The AE-PRO project partners and course participants met in Brussels in October.
01.12.2016

”A community of European adult learning professionals was born”

Online tools or kilometres between learners are not obstacles in creating a sense of community in learning. The AE-PRO project demonstrates that committing people to online adult learning can be done if there are motivated learners and enough interaction.

“The most rewarding thing for me was gaining more global European perspective on adult education. I learned a lot during the AE-PRO course, met new people and gained more experience in the field. Now my head is full of new ideas that I would like to see realized one day in the future,” says Martina Karásková, one of the learners of the AE-PRO e-learning platform.

Martina participated in the course “Adult Learning in the 21st Century” in 2016. The AE-PRO project, which is coming to an end in December 2016, activated hundreds of adult educators around Europe to strengthen their professional capacities and to network within them.
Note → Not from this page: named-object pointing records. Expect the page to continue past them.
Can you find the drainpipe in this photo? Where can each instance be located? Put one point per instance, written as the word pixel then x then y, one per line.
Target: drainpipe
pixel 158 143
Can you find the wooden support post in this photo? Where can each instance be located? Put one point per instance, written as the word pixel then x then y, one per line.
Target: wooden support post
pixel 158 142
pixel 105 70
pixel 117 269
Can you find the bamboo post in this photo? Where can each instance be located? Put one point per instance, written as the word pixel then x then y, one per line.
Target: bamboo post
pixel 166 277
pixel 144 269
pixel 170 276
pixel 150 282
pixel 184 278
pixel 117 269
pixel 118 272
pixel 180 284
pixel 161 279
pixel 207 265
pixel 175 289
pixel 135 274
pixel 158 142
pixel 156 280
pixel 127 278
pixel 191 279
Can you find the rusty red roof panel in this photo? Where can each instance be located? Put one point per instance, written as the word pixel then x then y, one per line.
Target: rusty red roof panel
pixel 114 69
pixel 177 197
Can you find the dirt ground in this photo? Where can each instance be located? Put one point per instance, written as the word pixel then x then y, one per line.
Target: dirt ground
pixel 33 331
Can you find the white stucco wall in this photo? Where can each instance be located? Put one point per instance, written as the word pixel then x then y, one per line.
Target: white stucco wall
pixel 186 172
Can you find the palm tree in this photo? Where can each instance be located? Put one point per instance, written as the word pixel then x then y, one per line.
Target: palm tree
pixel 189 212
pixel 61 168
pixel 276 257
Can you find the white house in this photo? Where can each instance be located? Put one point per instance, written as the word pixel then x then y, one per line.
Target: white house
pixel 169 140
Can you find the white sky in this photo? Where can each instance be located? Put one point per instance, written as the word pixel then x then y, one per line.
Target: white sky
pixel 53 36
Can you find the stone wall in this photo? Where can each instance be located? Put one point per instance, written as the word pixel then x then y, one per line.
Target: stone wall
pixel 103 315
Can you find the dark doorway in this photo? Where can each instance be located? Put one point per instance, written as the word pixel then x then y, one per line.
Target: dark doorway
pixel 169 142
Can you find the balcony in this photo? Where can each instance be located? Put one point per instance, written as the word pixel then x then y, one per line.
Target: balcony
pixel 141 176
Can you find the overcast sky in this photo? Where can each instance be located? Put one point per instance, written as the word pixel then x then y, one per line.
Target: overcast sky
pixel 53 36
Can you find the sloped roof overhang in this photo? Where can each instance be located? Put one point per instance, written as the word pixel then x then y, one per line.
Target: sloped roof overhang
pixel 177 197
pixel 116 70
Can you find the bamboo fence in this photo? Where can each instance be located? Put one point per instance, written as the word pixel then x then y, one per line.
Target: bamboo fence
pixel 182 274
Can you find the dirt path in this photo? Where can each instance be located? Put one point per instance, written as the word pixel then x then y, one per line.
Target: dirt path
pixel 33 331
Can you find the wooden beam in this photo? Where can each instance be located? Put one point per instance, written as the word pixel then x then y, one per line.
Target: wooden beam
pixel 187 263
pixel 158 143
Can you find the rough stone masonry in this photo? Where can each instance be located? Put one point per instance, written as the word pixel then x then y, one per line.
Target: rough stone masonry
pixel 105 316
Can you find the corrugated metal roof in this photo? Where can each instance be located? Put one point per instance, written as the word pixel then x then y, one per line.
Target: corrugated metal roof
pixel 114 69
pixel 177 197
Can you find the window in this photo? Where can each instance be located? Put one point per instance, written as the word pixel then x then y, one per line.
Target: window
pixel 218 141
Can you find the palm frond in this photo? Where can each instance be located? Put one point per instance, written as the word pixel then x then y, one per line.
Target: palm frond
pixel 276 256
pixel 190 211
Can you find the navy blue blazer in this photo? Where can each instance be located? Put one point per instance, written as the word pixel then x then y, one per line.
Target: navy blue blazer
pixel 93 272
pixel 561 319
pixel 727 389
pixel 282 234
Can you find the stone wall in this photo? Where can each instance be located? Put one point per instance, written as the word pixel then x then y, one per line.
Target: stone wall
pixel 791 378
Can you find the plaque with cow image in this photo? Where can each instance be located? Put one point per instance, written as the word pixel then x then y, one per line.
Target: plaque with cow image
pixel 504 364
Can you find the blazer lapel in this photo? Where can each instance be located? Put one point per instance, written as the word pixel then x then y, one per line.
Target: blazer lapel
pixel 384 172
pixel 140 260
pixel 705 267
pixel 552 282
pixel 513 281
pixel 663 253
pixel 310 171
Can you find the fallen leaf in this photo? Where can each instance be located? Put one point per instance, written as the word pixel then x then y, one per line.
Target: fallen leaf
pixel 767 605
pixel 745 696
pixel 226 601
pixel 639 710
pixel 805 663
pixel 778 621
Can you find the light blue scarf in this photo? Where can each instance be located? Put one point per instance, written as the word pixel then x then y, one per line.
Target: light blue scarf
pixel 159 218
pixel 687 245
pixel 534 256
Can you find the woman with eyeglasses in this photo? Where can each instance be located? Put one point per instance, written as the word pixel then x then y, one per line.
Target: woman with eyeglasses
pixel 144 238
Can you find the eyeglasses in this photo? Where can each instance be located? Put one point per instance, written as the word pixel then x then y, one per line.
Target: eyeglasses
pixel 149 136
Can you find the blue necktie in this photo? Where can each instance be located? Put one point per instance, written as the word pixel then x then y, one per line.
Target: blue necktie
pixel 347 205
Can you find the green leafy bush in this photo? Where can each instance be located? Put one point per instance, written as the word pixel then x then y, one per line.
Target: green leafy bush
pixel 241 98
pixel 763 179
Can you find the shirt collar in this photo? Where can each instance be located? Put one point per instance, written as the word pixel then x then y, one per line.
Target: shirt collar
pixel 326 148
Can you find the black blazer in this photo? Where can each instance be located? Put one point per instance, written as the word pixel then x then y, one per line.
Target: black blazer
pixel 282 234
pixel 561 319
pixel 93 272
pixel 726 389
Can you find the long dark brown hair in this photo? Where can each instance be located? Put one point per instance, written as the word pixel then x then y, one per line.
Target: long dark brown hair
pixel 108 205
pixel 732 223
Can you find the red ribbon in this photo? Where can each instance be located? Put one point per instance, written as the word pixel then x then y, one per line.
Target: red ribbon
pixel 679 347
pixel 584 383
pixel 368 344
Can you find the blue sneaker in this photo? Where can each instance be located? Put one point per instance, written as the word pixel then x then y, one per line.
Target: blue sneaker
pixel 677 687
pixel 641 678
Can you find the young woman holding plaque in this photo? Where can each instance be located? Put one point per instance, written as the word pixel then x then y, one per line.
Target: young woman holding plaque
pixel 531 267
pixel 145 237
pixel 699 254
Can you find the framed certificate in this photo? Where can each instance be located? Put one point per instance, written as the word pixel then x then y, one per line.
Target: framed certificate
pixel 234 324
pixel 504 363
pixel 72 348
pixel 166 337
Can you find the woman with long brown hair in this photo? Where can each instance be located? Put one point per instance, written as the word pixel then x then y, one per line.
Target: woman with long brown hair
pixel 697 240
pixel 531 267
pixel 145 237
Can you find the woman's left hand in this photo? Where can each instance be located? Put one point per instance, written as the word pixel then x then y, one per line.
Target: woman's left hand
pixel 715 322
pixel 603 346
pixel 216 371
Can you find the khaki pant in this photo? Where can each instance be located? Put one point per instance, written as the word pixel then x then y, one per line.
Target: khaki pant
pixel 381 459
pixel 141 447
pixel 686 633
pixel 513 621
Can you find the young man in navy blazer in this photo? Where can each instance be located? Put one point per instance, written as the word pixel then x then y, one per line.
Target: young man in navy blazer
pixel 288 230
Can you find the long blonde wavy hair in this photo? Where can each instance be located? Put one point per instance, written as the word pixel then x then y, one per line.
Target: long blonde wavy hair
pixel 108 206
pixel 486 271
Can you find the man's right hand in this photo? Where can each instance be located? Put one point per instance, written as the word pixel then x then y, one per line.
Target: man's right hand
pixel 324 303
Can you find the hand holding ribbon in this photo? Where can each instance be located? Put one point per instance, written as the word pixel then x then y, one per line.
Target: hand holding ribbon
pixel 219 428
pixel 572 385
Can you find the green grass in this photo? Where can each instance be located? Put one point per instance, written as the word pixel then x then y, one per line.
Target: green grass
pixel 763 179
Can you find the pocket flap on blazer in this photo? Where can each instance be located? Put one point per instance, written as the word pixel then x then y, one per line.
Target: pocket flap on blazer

During its implementation phase, the project organised two large online courses for professional adult educators.

Trainer Nikola Koruga (on the right) presents the results of the roundtable discussions at the project’s final meeting.

The project partners and the most active participants of the courses met in Brussels in October to reflect on the project and share feedback on the courses. The most underlined finding by both learners and trainers was that a vivid community of adult professionals was born through the project.

”The most valuable outcome was the community of adult learners formed in the project. I’ve never seen such motivated and proactive e-learners,” says Nikola Koruga, from AES in Serbia, one of the trainers in the AE-PRO courses.

Interaction is key

The project managed to commit learners for a period of two years as many of the learners participated in both adult education courses. Long period engagement is not a given especially in distance learning.

This was possible not only because of the motivated learners participating in the course but also through its careful planning. The webinars enabled the participants to discuss the topics instead of just reading course materials. The participants were also being activated through assignments and by encouraging them to interact on social media.

”The learning processes were designed to enable exchange of experiences, reflection and creating of knowledge. Bearing in mind that we worked with experienced adult educators from different background everything was based on mutual interaction,” Nikola Koruga says.

Going forward

The AE-PRO project is approaching its end but the success of the project demonstrates that there is plenty of interest in capacity building for adult educators as well as exchanges.

“Adult education professionals can continue the discussion on the Younger Staff in Adult Education Facebook group. To promote learning mobilities between adult education organisations, the organisations can sign a public commitment to support common standards and values of mobilities, set out in Adult Education Mobility Charter,” Gina Ebner says.

EAEA will also publish a toolkit for online course providers, based on the lessons learnt from the AE-PRO training. On the AE-PRO e-learning platform there will be a course available about using digital tools for adult education purposes hosted by an EAEA member organisation Learning & Work Institute. EAEA is currently also looking into the options for running a new AE-PRO course.

AE-PRO, European Adult Education (Young) Professionals Learning Platform (2014–2016) is an EAEA coordinated project. The project is funded by the European Commission.